If you are using a recent version of Android Studio this copying can be done much more easily with drag-and-drop in Android Studio in Device Explorer > Files.
Then you need to set the permissions on the files:
adb shell
cd /data/local/tmp
chmod 777 ExecuteNetwork
chmod 777 *.so
Now you can run ExecuteNetwork to profile the model. With the example LiteRT, you can use the following command:
LD_LIBRARY_PATH=. ./ExecuteNetwork -m mobilenet_v2_1.0_224_INT8.tflite -c CpuAcc -T delegate --iterations 2 --do-not-print-output --enable-fast-math --fp16-turbo-mode -e --output-network-details > modelout.txt
If you are using your own LiteRT, replace mobilenet_v2_1.0_224_INT8.tflite with the name of your tflite file.
This runs the model twice, outputting the layer timings to modelout.txt. The --iterations 2 flag is the command that instructs it to run twice: the first run includes a lot of start-up costs and one-off optimizations, whilst the second run is more indicative of the level of performance.
The other flags to note are the -e and --output-network-details flags which output a lot of timeline information about the model, including the layer timings. The --do-not-print-output flag stops the output of the model, which can be very large, and without sensible input it is meaningless. The --enable-fast-math and --fp16-turbo-mode flags enable some math optimizations. CpuAcc is the accelerated CPU backend, and you can replace it with GpuAcc for the accelerated GPU backend.
After running the model, you can pull the output file back to your host machine with the following commands:
exit
adb pull /data/local/tmp/modelout.txt
Once again, you can do this with drag-and-drop in Android Studio in Device Explorer > Files.
Depending on the size of your model, the output will probably be quite large. You can use a text editor to view the file. The output is in JSON format, so you can use a JSON viewer to make it more readable. Usually you can use some scripting to extract the information you need more easily out of the raw data in the file.
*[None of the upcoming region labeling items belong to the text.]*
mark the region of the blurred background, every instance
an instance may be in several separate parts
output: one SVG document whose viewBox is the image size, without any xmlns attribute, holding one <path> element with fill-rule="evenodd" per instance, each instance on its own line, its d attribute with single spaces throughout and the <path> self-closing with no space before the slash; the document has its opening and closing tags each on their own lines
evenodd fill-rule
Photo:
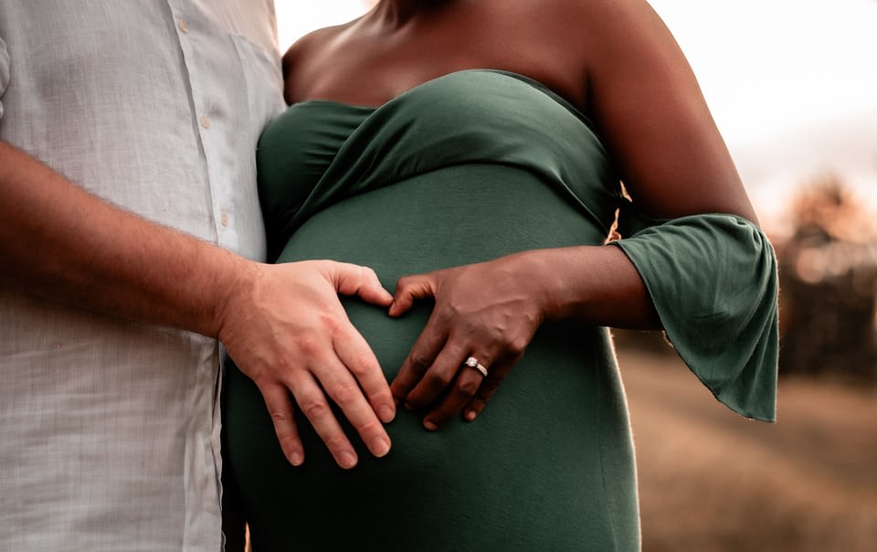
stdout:
<svg viewBox="0 0 877 552">
<path fill-rule="evenodd" d="M 276 0 L 281 51 L 368 0 Z M 617 332 L 645 552 L 877 550 L 877 1 L 651 0 L 780 264 L 778 420 Z"/>
</svg>

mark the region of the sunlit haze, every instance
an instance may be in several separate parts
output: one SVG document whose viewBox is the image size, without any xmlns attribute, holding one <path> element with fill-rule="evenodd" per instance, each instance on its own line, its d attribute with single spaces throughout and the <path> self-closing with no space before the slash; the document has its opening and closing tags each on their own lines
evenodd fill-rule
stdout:
<svg viewBox="0 0 877 552">
<path fill-rule="evenodd" d="M 832 174 L 877 208 L 877 1 L 651 0 L 688 57 L 759 214 Z M 281 51 L 369 0 L 276 0 Z"/>
</svg>

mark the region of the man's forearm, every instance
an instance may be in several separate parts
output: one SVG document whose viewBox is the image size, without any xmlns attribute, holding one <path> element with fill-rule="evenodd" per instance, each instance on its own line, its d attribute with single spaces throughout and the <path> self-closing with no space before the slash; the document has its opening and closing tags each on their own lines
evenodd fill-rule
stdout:
<svg viewBox="0 0 877 552">
<path fill-rule="evenodd" d="M 91 310 L 216 335 L 248 261 L 89 194 L 0 142 L 0 282 Z"/>
</svg>

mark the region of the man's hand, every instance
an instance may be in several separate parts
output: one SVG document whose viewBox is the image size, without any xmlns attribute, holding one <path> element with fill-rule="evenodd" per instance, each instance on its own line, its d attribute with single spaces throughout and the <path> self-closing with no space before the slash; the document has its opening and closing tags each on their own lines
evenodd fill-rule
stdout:
<svg viewBox="0 0 877 552">
<path fill-rule="evenodd" d="M 247 262 L 242 269 L 219 311 L 219 339 L 261 391 L 290 462 L 304 461 L 291 393 L 341 467 L 354 467 L 356 452 L 326 395 L 373 454 L 386 454 L 390 439 L 381 422 L 396 414 L 393 397 L 377 359 L 338 299 L 338 293 L 358 295 L 387 306 L 393 297 L 375 272 L 329 260 Z"/>
</svg>

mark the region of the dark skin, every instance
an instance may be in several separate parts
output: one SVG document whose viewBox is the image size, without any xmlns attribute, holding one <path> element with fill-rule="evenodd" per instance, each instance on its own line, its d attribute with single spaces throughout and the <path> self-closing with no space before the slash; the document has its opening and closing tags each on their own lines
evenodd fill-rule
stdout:
<svg viewBox="0 0 877 552">
<path fill-rule="evenodd" d="M 636 207 L 656 218 L 730 213 L 757 223 L 695 77 L 644 0 L 381 0 L 297 42 L 283 59 L 289 103 L 377 106 L 442 75 L 528 76 L 597 126 Z M 491 285 L 485 285 L 491 282 Z M 390 314 L 435 300 L 390 387 L 427 429 L 474 419 L 546 320 L 658 329 L 636 269 L 611 246 L 524 251 L 402 278 Z M 462 366 L 476 356 L 484 377 Z"/>
</svg>

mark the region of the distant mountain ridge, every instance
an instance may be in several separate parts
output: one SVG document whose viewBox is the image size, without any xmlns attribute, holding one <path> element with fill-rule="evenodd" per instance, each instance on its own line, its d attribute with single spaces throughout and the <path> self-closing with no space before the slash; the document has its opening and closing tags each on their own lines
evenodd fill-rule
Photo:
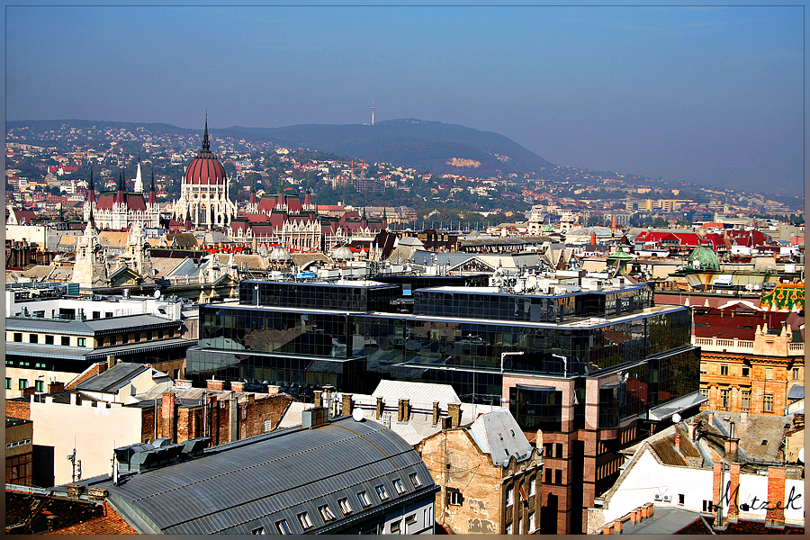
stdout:
<svg viewBox="0 0 810 540">
<path fill-rule="evenodd" d="M 503 135 L 412 118 L 374 125 L 235 126 L 220 131 L 264 135 L 282 146 L 352 156 L 370 163 L 385 161 L 436 175 L 489 176 L 496 170 L 523 174 L 554 166 Z"/>
<path fill-rule="evenodd" d="M 58 130 L 76 128 L 143 128 L 156 136 L 191 135 L 201 129 L 178 128 L 166 123 L 87 120 L 9 121 L 6 130 L 23 125 Z M 269 140 L 280 146 L 321 150 L 359 158 L 368 163 L 388 162 L 434 175 L 456 174 L 489 177 L 504 174 L 537 173 L 554 167 L 543 158 L 517 142 L 492 131 L 418 119 L 387 120 L 370 124 L 301 124 L 282 128 L 212 128 L 212 137 Z M 212 148 L 216 152 L 216 148 Z"/>
</svg>

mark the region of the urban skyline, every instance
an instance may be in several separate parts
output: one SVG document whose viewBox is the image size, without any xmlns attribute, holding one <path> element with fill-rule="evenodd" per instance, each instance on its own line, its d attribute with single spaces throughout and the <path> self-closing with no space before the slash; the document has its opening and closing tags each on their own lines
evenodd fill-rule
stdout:
<svg viewBox="0 0 810 540">
<path fill-rule="evenodd" d="M 10 7 L 7 120 L 368 123 L 374 103 L 555 164 L 800 194 L 801 9 Z"/>
</svg>

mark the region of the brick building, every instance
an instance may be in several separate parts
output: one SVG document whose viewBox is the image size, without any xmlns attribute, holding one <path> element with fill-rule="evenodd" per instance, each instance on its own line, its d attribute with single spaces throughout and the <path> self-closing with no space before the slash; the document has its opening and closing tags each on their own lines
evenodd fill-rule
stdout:
<svg viewBox="0 0 810 540">
<path fill-rule="evenodd" d="M 694 321 L 703 409 L 784 414 L 805 383 L 804 311 L 697 308 Z"/>
</svg>

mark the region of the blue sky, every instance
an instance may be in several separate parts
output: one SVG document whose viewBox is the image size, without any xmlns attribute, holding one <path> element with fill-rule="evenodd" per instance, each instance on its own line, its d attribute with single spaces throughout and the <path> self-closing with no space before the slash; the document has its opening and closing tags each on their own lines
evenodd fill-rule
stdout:
<svg viewBox="0 0 810 540">
<path fill-rule="evenodd" d="M 804 7 L 7 6 L 6 118 L 419 118 L 561 165 L 804 192 Z"/>
</svg>

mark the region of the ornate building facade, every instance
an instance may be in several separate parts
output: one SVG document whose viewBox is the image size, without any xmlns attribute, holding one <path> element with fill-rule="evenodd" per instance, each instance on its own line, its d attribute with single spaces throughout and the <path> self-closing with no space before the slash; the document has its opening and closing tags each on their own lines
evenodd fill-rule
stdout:
<svg viewBox="0 0 810 540">
<path fill-rule="evenodd" d="M 206 119 L 202 148 L 185 169 L 180 199 L 175 203 L 175 219 L 187 228 L 225 229 L 236 217 L 236 205 L 229 192 L 225 167 L 211 151 Z"/>
<path fill-rule="evenodd" d="M 138 172 L 140 176 L 140 164 Z M 96 194 L 91 169 L 87 201 L 84 208 L 85 221 L 90 220 L 91 214 L 99 229 L 121 230 L 130 229 L 136 223 L 141 228 L 159 227 L 160 208 L 158 205 L 158 194 L 155 190 L 155 174 L 152 173 L 152 184 L 146 196 L 142 193 L 127 193 L 123 169 L 119 171 L 115 191 Z"/>
</svg>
At the top is the summary, with the setup time and inference time of the two runs, which look something like this:
Info: ArmNN v33.2.0
Info: Initialization time: 7.20 ms.
Info: ArmnnSubgraph creation
Info: Parse nodes to ArmNN time: 50.99 ms
Info: Optimize ArmnnSubgraph time: 85.94 ms
Info: Load ArmnnSubgraph time: 91.11 ms
Info: Overall ArmnnSubgraph creation time: 228.47 ms
Info: Execution time: 721.91 ms.
Info: Inference time: 722.02 ms
Info: Execution time: 468.42 ms.
Info: Inference time: 468.58 ms
After the summary, you will see:
At the start of the layers, there are a few optimizations and their timings recorded before the network itself. You can skip past the graph and the optimization timings to get to the part that you need to analyze.
In the mobilenet example output, the graph is from lines 18 to 1629. After this are the optimization timings, which are part of the runtime, but not the network - these go until line 1989. Next there are a few wall clock recordings for the loading of the network, before the first layer “Convolution2dLayer_CreateWorkload_#18” at line 2036. This is where the layer information that requires analysis starts.
The layers’ wall-clock time in microseconds shows you how much time elapsed. You can then analyze these layers and timings to identify which layers and operators took the most time to run.